I need to make things very clear. I have and will NEVER play god in any form, kind or fashion. People like Boonyong, Colin, Julius etc etc are special people in my heart. I have long treated them like my own flesh and blood. In the event where they feel they want to be secured with their life, and i can offer them some sort of job in my capacity, why not? Ultimately, when i get rich by my own right, i won't reach my status alone. I will want my family yo share the fruits of my labour with me. Of course, i can't possibly be looking out for people i do not know.
I'am very bias in that regard. So this is my long term goal from now on.
I have also decided that i will NOT enter monkhood after all. I cannot accept the fact that the old man, and not my fatehr, who is alive and well is the one who will offer me my robes and which i have to seek forgiveness from. That, to me, is just plain wrong.

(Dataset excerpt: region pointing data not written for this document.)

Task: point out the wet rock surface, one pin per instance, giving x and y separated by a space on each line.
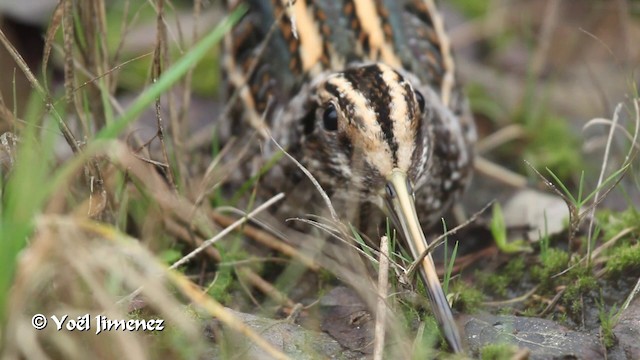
627 333
291 339
545 339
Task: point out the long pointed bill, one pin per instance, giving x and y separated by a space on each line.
402 209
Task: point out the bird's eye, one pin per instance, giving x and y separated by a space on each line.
410 187
420 100
391 192
330 118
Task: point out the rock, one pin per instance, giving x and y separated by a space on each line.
293 340
541 212
627 331
544 338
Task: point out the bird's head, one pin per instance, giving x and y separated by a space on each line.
367 135
363 125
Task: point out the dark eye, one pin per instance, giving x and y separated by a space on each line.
391 192
420 100
330 118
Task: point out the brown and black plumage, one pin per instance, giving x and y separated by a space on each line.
363 94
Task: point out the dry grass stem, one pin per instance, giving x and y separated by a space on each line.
265 287
268 240
227 230
381 309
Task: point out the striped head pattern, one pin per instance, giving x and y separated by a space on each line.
364 122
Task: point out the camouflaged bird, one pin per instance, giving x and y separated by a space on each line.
363 94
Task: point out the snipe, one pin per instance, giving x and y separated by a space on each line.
363 94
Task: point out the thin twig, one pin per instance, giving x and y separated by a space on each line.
227 230
381 309
268 240
603 168
442 238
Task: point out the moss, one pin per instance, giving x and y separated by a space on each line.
553 262
623 258
472 8
584 282
607 322
613 222
468 299
497 352
498 283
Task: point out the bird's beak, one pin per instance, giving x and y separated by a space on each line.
400 203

I am a very straight forward person i know. Glen, if you are reading this entry, which i KNOW you will SOMEHOW, know this. DO NOT EVER tell me me what i can do or cannot do, and most definately not what i can or cannot wear. You have lost that right to demand things from me for a very simple reason. You took me for granted. When i told you NOT to sleep in my sister's room, you refused to listen. I even had to give you a good verbal trashing. Yet, that STILL did not work. I told you at work NOT to sleep during office hours, NOT to be late. ALL these, you took it as if i was an idoit talking to you. You feel that the shirt i am wearing now is very important to you and that when i wear it you won't be happy, then let me tell you this. This is HOW it feels like when something important to you is totally disregarded by people you respect as a fellow adult. I will wear what i want WHEN i want it. FULL STOP. Not happy with the way i do things? then don't come to my place at all. Simple as that. Capish?

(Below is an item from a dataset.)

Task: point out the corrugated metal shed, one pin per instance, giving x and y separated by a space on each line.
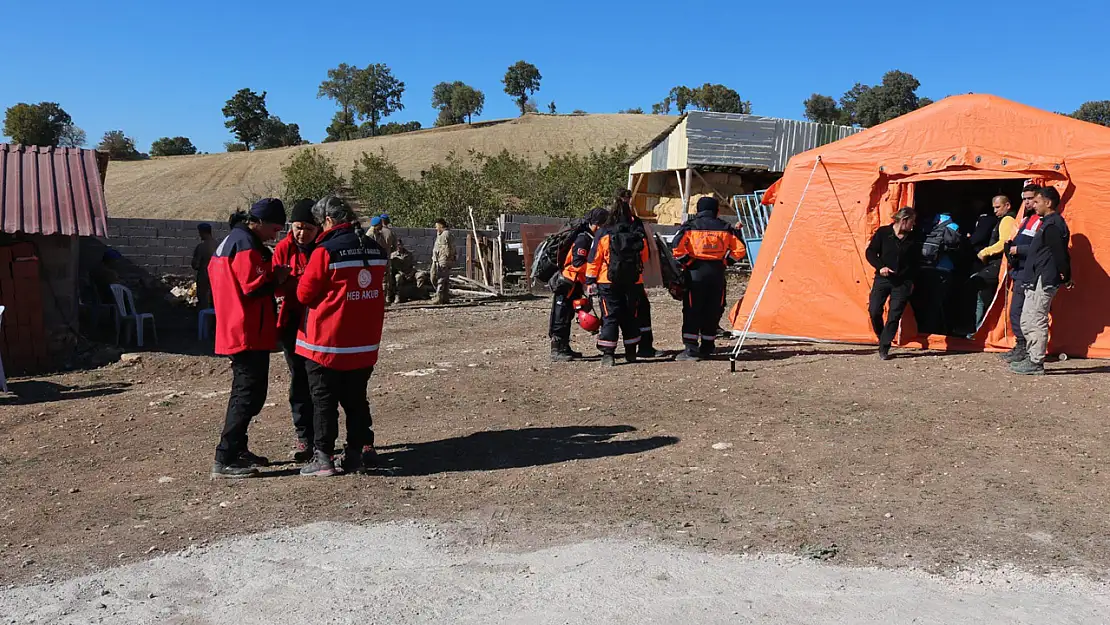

To the person i love, i suppose you know who you are and you do, as you claim read my blog, i only have one thing to say to you. You can hate me, avoid me or even condem me in your heart. I really have no more energy to bother. But i just need you to do me a favour.
Just tell me so. Say you hate me, say ANYTHING. Tell me you never want to see or hear from me again. At least, i know what my stand is. Don't just ignore me.
If you are wondering, YES, my MSN nick DOES mean "i love you". as for what "Bay Kango" means, you go figure it out yourself.
Just tell me, let me know SOMETHING. Don't keep me guessing. Not too much to ask is it?
EarlGrey


3 Comments:
nice blog. very clean layout. unlike other blogs; so complicated to read.
i'm sorrie..
Why say sorry if you aren't even gonna tell me who you are?